11 Tips to Preventing Petty Arguments

by Stacy D. Phillips Special to Yahoo! Personals Updated: Jul 22, 2008

As a celebrity divorce attorney and author, I know all couples argue, which can be a healthy component in any relationship. But when disagreements become knock-down drag-outs, or are petty and constant, they will begin to cut down on the lifespan of a relationship.

Many disagreements are petty, and though some may signal a larger problem (e.g. fighting over what time dinner is served -- which at a deeper level, may mean a couple is mired deep in major control issues), there are those disagreements that can be prevented altogether or "sidestepped."

I offer these tips that could help you stave off friction that you and your mate could do without:

1. Don't taunt your mate.

Avoid the temptation to do or say those things that you know irritate your mate. This includes constant teasing, ridicule, and gestures that send your mate into a tizzy or rage. Also, avoid the body-language "comments" ranging from rolling your eyes to smirking sarcastically.

2. Change the subject.

If it appears you're going down that familiar trail of bickering, ambush the conversation by jumping in with a comment on a more pleasant topic.

3. Keep to your agreements.

If you say you will be on time or pick up your dirty socks, then do it. Flaking on a small agreement can escalate into something bigger. Making agreements and not keeping them -- minor or major -- can set the stage for constant arguing, and no couple needs that.

4. Hold your tongue.

Though you may want to blurt out a criticism or a snide remark, restrain yourself. When you decide to keep some remarks to yourself, you may avoid petty arguments altogether. Remember that old adage: "If you can't say anything nice..."

5. Don't engage.

Another famous saying: "It takes two to tango." If you refuse to play the bickering game when your mate starts in, he/she will have to look elsewhere to direct his/her jabs.

6. Forget about being right.

It is oh-so tempting to want to climb all over your mate when he/she does not live up to his/her minor promises (like not getting your car washed yesterday when he/she promised). Yes, you're right: He/she is wrong, but is it worth getting into a huff about? Granted, it's irritating to count on someone for something and not have them come through, but save the "I'm right and you're wrong" for the big stuff, like when your mate says he/she will make a commitment to stop swearing in front of your parents and continues to do so.

7. Forget the "tit for tat."

It's a natural response to want to get even with those who hurt your feelings or make you mad, but what does that do for your relationship? When the sun sets, wouldn't you rather snuggle up and watch it together than sulk in different rooms? There is never any point in leveling the playing field.

8. If it's not a deal-breaker, let it go.

Sometimes all of us get mired in the petty things, when it is far better to roll with them. As you begin to partake in a petty argument, ask yourself whether what you're fighting over is something that could cause the demise of your relationship. If the answer is "no," then go with the flow.

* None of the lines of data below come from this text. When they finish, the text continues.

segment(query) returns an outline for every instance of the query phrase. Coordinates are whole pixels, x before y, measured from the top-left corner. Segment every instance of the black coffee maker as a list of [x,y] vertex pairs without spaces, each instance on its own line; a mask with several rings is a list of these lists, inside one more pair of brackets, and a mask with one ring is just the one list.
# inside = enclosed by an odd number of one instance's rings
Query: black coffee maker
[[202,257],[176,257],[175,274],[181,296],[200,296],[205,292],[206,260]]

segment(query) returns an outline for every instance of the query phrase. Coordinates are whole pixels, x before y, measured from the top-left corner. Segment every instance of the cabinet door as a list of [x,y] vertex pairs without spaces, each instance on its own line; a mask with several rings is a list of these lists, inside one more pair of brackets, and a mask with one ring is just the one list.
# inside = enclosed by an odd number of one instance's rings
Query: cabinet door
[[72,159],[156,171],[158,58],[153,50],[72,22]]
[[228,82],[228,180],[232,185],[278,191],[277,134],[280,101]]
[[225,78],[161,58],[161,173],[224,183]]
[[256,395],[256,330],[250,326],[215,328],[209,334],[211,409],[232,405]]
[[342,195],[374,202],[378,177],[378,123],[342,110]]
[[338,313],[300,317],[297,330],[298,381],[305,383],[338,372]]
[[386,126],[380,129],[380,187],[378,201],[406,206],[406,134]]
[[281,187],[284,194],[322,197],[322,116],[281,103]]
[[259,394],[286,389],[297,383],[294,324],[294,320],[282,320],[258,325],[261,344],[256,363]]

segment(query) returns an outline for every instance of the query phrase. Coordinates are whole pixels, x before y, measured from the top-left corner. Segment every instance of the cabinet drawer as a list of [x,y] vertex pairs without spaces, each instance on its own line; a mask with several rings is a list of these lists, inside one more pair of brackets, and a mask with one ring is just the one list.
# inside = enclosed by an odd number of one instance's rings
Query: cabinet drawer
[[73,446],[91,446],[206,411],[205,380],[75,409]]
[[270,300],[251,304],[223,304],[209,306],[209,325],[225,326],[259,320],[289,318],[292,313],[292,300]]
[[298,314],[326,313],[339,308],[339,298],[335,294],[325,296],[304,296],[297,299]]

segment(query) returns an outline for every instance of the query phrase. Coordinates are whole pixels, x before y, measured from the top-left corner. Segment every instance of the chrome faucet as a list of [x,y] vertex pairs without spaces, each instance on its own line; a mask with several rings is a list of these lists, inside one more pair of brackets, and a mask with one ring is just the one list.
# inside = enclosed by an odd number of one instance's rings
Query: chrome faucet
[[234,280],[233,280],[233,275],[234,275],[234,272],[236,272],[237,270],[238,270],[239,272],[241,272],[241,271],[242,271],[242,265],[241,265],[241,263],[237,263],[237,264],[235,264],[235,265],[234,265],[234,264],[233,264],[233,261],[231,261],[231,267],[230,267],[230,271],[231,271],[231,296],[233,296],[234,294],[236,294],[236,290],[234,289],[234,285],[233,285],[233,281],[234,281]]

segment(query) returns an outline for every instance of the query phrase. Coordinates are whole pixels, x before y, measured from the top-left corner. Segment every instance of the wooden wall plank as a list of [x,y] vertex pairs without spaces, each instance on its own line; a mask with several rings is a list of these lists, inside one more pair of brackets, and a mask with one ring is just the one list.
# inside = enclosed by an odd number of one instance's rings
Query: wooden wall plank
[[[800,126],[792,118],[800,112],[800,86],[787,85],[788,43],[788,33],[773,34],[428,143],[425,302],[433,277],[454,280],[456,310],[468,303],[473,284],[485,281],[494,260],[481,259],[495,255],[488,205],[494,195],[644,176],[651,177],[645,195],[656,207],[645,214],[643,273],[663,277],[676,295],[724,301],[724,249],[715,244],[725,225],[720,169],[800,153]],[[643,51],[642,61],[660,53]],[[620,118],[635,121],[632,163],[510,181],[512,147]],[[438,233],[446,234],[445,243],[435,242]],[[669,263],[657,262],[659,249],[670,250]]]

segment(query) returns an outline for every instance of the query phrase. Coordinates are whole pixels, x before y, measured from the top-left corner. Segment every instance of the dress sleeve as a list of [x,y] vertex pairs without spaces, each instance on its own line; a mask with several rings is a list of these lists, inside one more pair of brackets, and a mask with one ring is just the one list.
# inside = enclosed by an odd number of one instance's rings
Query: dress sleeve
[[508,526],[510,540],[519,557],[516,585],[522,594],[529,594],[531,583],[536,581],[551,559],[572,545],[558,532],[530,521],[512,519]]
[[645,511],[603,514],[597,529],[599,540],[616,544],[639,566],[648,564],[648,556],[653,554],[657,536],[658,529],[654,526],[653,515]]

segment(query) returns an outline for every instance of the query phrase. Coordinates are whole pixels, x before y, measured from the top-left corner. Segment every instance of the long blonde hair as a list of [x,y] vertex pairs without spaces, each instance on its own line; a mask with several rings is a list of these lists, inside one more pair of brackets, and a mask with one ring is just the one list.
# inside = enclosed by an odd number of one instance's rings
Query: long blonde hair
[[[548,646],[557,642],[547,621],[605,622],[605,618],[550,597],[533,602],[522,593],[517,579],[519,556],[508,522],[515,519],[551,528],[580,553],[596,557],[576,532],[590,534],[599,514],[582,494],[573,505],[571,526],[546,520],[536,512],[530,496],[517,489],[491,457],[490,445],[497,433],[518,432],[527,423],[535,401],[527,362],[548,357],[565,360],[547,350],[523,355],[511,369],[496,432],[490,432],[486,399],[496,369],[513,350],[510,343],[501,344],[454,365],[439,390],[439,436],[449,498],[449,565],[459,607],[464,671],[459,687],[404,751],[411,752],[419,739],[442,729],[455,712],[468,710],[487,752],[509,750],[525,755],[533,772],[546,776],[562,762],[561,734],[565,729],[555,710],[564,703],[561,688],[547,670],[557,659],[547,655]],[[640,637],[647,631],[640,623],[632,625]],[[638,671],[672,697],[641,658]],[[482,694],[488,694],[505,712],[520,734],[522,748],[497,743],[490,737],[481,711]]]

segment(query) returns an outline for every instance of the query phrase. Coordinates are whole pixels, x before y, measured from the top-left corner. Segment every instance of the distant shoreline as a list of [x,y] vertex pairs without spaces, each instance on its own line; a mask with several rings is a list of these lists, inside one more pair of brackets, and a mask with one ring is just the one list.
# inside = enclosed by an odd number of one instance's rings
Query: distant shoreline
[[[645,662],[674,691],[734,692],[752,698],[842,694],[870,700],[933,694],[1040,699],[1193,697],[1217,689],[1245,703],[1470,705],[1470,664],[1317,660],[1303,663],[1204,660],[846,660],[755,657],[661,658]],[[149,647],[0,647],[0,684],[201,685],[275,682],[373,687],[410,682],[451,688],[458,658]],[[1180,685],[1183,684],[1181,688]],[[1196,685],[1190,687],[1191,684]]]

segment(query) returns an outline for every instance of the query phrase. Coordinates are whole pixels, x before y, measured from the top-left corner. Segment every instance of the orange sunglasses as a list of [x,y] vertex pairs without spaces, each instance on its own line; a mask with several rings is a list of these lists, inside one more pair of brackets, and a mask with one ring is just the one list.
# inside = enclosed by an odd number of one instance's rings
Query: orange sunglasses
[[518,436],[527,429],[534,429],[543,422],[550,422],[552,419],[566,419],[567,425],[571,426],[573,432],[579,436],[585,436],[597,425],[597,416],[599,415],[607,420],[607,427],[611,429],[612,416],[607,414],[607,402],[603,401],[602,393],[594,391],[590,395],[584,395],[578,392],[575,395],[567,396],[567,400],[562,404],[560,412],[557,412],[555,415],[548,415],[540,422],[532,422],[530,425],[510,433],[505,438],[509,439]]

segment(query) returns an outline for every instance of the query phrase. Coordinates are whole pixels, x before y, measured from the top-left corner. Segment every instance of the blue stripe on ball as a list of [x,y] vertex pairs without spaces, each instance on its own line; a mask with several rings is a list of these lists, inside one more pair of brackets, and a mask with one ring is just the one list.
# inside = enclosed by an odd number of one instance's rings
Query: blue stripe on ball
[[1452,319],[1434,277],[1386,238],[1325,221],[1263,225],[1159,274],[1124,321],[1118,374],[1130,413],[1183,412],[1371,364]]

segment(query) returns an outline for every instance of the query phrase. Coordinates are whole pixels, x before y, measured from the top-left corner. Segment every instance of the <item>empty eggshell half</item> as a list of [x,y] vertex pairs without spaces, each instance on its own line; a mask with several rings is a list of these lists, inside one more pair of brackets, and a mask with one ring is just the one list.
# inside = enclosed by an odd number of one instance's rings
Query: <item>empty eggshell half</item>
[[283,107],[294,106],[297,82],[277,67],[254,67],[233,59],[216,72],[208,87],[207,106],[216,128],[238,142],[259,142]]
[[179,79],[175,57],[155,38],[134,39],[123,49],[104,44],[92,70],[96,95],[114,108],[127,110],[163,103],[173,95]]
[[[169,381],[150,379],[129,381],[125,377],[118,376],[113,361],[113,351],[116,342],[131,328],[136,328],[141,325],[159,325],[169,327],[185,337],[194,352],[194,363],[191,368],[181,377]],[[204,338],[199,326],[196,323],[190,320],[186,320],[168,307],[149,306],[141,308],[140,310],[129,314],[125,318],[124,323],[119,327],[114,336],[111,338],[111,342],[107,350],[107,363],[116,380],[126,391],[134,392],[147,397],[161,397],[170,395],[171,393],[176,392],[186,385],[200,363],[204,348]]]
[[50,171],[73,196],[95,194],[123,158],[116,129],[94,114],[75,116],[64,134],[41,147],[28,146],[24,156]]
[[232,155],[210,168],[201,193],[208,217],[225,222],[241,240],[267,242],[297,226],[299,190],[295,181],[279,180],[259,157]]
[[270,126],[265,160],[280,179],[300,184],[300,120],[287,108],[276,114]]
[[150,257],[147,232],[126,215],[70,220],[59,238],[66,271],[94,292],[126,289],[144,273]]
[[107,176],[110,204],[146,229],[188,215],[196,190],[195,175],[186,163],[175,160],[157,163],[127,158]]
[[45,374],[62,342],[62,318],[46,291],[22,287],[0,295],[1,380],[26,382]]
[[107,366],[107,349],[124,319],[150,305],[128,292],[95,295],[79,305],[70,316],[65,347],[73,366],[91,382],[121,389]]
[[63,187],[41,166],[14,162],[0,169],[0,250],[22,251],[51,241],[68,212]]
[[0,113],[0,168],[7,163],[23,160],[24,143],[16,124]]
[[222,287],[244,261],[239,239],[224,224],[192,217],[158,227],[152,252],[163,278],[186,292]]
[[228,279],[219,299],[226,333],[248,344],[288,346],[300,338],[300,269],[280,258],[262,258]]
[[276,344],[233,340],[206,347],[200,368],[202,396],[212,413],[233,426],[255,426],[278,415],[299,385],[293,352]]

9. Find another outlet for venting.

Many petty arguments are a result of one person unloading on another because he/she has had a bad day. Take up boxing, swing that racket extra hard on the tennis court, get on the treadmill, run like Forrest Gump, but do not take out your bad day on your mate by picking a fight over nothing. Direct your frustration elsewhere.

10. Be prepared.

If your mate gets lost every time he/she gets behind the wheel, find your destination in Yahoo! Local ahead of time. When your mate starts to complain that he/she cannot find the way, don't nag. Slide the directions over to your mate or read them off nicely.

11. Ply your sense of humor.

Nothing diffuses a petty argument faster than humor. Make light of the pettiness; you will find the absurdity of what you're fighting over amusing. Humor is essential in any relationship. But, don't use humor -- or what you perceive as humorous -- to de-value what your mate is feeling.